The rules for secondary citations in Chicago referencing depend on which version of the system you’re using. For author-date style referencing, simply add ‘cited in’ to your in-text citation:

Gittleman (cited in Koenig and Mumme 1996) claims that at least five species of mammals benefit from helping behaviour in terms of reproductive success.

This changes a little when quoting a secondary source, as you should use the phrase ‘quoted in’ and give the page number for where you found the quotation in the secondary citation.

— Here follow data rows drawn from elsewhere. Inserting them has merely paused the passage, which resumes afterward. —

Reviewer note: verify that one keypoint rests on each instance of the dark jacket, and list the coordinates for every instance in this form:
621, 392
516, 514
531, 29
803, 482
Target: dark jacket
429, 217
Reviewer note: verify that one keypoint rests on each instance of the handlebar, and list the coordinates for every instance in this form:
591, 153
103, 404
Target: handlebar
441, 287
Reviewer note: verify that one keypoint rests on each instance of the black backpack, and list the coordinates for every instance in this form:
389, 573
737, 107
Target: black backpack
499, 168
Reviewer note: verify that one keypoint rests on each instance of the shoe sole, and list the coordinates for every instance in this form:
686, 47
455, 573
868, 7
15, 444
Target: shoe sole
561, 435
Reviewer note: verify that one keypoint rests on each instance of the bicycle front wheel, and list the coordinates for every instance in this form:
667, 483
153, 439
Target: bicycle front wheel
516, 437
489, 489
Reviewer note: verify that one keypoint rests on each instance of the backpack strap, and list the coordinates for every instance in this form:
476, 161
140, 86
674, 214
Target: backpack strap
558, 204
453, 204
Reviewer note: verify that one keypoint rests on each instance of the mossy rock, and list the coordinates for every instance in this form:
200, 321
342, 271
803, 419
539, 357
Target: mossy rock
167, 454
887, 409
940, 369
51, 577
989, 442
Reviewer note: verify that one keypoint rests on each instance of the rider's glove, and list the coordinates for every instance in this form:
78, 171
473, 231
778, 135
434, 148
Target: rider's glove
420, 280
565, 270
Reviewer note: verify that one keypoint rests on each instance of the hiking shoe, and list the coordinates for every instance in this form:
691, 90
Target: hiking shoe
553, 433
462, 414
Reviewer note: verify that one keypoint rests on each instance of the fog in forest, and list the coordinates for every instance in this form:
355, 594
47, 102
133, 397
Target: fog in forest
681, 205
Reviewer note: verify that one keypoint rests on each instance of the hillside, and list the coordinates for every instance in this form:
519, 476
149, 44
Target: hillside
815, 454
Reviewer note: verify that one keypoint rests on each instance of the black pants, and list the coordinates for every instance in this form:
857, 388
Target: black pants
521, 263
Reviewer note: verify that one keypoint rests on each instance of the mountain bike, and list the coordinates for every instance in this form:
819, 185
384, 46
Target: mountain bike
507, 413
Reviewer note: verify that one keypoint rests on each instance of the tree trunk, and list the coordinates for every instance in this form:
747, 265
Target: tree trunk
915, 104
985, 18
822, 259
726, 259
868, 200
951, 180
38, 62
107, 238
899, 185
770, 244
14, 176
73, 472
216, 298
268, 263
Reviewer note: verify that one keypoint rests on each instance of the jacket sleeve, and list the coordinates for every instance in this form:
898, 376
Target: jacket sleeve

This ‘cited in’/‘quoted in’ distinction also applies when using footnote citations. In this case, though, the first footnote reference should give full publication detail for both sources:

1. J. L. Gittleman, ‘Functions of communal care in mammals’, in Evolution: Essays in Honour of John Maynard Smith, ed. P. J. Greenwood, P. H. Harvey and M. Slatkin (Cambridge: Cambridge University Press, 1985), 187-205, cited in W. D. Koenig and R. L. Mumme, ‘Level of Analysis and the Functional Significance of Helping Behavior’, in Readings in Animal Cognition, ed. Mark Bekoff and Dale Jamieson (Cambridge: MIT Press, 1996), 148.

You can find the publication information for the secondary source in the reference list of the text where you found the citation. For repeat citations, a shortened footnote form can be used.

In the Reference List

With all these systems, the text to include in your reference list is the one you’ve been able to access. As such, with the examples above, it would be the Koenig and Mumme text we’d include in the reference list, not the Gittleman one.